Spice Profile: Galangal

Spice Profile: Galangal

Spice Profile: Galangal, Alpinia Species

Galangal is pronounced as guh-lang-guh, scientific name Alpine Species. It is also known as Laos, Siamese and Thai Ginger

Types of Galangal

There are two principal types of galangal- Greater and Lesser Galangal. Both are cultivated, but greater galangal has been increasing in favor over lesser galangal. Greater Galangal grows larger and taller than lesser Galangal.

What is Galangal?

Galangal is a rhizome similar to ginger. It has a gingery lemony flavor and is used extensively throughout Southeast Asia 

How Can I Use Galangal?

Galangal is used throughout Southeast Asia in curries, stews, sambas, satays, soups and sauces. It is a common ingredient in blends, such as curry powders and laksa spices. It is sometimes used in place of ginger. 

Preparation methods

  • Fresh galangal can be peeled and sliced like ginger
  • Powdered galangal can be used in spice blends
    • Sliced dry galangal can be used in soups and stews

    Where Can I Buy Galangal?

    Galangal is available fresh at asian markets or powdered at specialty spice shops.

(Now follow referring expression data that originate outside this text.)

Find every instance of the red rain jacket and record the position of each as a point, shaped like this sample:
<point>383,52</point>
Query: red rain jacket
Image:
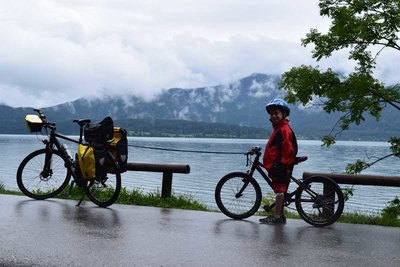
<point>281,147</point>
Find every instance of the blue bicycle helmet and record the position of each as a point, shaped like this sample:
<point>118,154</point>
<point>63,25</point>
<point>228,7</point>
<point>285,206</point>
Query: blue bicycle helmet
<point>280,103</point>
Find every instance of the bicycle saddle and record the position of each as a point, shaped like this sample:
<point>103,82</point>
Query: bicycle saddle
<point>82,122</point>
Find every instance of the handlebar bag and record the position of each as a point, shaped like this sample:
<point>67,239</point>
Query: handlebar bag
<point>91,160</point>
<point>99,132</point>
<point>34,123</point>
<point>119,148</point>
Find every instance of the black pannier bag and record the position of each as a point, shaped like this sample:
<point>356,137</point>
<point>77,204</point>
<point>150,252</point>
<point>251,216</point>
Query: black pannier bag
<point>99,132</point>
<point>119,148</point>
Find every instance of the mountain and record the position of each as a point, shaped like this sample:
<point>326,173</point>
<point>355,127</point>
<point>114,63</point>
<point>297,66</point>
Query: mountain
<point>240,103</point>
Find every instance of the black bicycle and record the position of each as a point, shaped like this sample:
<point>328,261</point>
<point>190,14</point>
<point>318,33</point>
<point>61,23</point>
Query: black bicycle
<point>46,172</point>
<point>319,200</point>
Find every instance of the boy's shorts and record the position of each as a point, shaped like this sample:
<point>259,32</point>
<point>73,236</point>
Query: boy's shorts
<point>279,187</point>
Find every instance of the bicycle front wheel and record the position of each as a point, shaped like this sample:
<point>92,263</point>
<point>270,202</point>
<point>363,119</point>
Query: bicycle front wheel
<point>234,204</point>
<point>320,201</point>
<point>105,191</point>
<point>36,182</point>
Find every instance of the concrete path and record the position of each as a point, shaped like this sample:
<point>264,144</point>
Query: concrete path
<point>57,233</point>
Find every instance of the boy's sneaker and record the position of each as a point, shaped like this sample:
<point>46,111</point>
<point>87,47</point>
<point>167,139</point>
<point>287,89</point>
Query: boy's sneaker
<point>273,220</point>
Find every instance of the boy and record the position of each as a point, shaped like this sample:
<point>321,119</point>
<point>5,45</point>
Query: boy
<point>279,156</point>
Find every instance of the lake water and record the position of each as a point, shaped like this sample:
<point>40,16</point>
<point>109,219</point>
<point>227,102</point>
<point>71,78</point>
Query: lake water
<point>207,169</point>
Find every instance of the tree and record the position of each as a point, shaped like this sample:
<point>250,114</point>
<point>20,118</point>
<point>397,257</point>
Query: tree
<point>364,28</point>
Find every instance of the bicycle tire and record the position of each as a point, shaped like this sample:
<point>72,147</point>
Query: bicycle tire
<point>105,191</point>
<point>320,210</point>
<point>30,179</point>
<point>238,207</point>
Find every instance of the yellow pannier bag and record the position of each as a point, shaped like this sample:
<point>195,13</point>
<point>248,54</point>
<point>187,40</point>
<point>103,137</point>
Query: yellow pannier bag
<point>119,148</point>
<point>91,161</point>
<point>34,123</point>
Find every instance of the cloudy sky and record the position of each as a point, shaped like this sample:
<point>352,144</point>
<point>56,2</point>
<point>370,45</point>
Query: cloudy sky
<point>53,51</point>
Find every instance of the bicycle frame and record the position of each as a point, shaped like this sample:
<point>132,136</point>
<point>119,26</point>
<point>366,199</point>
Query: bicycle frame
<point>53,141</point>
<point>256,165</point>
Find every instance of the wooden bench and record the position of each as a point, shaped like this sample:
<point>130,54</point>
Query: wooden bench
<point>167,169</point>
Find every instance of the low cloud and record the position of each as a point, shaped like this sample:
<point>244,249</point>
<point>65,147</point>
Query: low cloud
<point>57,51</point>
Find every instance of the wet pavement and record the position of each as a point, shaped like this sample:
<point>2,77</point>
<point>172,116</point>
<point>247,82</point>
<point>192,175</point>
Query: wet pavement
<point>57,233</point>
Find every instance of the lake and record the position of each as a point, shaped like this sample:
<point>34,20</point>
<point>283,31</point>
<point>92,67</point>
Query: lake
<point>207,169</point>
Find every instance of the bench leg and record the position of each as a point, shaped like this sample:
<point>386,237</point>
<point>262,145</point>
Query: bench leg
<point>166,185</point>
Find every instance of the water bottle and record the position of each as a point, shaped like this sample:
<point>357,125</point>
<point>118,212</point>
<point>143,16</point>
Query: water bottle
<point>65,148</point>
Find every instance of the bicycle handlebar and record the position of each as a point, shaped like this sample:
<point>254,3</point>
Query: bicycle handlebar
<point>254,150</point>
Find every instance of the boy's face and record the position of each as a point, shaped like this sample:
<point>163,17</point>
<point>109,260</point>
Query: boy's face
<point>276,115</point>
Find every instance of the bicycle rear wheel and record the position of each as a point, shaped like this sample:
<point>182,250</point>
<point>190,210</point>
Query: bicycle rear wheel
<point>105,191</point>
<point>36,183</point>
<point>234,205</point>
<point>320,202</point>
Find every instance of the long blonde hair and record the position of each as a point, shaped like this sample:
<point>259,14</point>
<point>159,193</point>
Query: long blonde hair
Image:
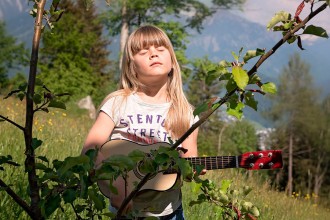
<point>179,116</point>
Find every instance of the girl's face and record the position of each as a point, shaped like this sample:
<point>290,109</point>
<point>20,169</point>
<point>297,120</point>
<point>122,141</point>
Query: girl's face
<point>152,64</point>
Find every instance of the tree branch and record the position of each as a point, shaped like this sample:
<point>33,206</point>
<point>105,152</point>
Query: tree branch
<point>251,72</point>
<point>12,122</point>
<point>16,198</point>
<point>132,195</point>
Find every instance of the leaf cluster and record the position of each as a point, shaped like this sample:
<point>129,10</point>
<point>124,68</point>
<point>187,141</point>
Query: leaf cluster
<point>230,203</point>
<point>236,81</point>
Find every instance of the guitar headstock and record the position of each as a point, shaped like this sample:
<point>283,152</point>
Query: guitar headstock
<point>267,159</point>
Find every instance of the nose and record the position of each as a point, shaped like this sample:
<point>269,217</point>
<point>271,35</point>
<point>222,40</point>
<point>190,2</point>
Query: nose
<point>153,52</point>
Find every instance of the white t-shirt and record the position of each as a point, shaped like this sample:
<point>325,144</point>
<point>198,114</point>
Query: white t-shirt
<point>143,123</point>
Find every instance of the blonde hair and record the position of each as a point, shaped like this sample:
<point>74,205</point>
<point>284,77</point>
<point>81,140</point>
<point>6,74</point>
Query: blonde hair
<point>179,115</point>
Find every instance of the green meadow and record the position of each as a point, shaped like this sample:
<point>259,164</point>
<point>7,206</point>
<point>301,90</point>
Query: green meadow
<point>63,133</point>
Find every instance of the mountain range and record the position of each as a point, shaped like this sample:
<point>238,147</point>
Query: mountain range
<point>224,32</point>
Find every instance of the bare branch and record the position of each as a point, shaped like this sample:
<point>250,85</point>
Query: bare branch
<point>15,197</point>
<point>12,122</point>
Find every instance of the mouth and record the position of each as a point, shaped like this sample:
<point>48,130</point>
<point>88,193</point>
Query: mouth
<point>156,63</point>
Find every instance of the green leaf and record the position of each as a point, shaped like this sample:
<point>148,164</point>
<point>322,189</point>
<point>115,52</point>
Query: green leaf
<point>250,100</point>
<point>69,195</point>
<point>185,169</point>
<point>41,166</point>
<point>281,16</point>
<point>269,87</point>
<point>235,109</point>
<point>52,203</point>
<point>56,104</point>
<point>43,158</point>
<point>121,161</point>
<point>39,82</point>
<point>240,77</point>
<point>254,79</point>
<point>37,99</point>
<point>253,53</point>
<point>231,85</point>
<point>36,143</point>
<point>195,187</point>
<point>317,31</point>
<point>98,201</point>
<point>201,108</point>
<point>225,184</point>
<point>211,76</point>
<point>148,166</point>
<point>234,55</point>
<point>70,162</point>
<point>137,155</point>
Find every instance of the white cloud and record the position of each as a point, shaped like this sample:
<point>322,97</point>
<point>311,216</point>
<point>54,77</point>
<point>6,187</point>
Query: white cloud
<point>261,11</point>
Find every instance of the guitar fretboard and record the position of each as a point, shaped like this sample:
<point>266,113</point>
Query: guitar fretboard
<point>218,162</point>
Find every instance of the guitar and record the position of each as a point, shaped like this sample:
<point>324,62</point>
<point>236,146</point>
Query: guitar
<point>162,181</point>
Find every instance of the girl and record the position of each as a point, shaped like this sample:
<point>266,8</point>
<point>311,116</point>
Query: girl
<point>149,107</point>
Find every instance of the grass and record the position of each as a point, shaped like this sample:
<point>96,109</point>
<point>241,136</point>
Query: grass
<point>63,133</point>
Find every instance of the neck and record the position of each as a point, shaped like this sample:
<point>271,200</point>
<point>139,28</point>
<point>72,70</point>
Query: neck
<point>154,94</point>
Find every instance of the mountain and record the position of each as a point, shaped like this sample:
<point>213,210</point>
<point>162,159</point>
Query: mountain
<point>223,33</point>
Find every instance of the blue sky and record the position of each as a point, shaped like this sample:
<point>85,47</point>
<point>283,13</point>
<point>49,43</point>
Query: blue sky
<point>261,11</point>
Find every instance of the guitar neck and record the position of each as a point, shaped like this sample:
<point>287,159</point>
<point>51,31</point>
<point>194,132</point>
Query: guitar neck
<point>216,162</point>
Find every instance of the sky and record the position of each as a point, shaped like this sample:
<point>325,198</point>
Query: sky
<point>261,11</point>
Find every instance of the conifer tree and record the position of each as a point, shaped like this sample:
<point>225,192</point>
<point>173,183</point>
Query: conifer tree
<point>74,57</point>
<point>13,55</point>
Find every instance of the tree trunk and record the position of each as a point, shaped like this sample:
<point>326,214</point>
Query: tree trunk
<point>29,150</point>
<point>319,176</point>
<point>289,186</point>
<point>124,32</point>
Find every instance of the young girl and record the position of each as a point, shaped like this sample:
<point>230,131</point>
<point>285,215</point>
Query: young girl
<point>150,107</point>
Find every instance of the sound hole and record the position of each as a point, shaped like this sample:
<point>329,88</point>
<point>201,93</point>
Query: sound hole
<point>140,174</point>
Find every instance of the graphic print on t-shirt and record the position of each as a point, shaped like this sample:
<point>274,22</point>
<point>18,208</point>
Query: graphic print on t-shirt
<point>144,128</point>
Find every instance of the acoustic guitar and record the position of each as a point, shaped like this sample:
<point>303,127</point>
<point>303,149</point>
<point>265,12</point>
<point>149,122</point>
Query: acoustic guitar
<point>165,180</point>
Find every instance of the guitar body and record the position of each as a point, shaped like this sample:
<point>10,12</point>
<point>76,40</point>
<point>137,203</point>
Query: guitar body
<point>160,182</point>
<point>267,159</point>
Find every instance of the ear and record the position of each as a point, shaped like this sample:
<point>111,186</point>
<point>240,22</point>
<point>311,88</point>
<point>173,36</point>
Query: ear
<point>171,72</point>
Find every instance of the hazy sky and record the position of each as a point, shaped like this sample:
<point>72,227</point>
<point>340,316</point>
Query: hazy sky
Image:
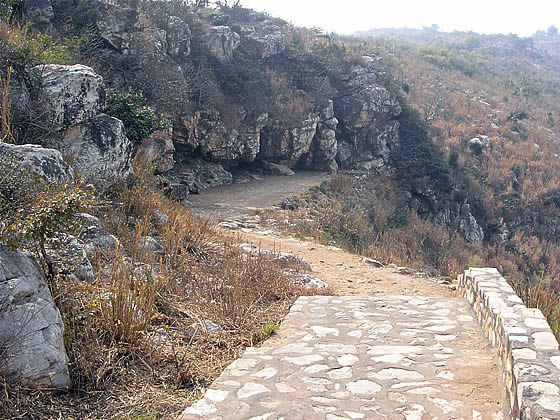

      What is the History of Galangal?

      Galangal is native to China and Southeast Asia. It has a rich history throughout Europe and the Arabian Peninsula for its medicinal uses. It has also been used as a base to liqueurs and vinegars.

      How to Grow and Plant Galangal

      Galangal can be grown in warm and mediterranean climates. It can even be grown in cooler climates if it is carefully protected from frost. Rhizomes with at least two buds should be planted in the early spring in a partially shady area. Rhizomes can be harvested without pulling the whole plant by carefully removing them from the sides and then cleaning them before use.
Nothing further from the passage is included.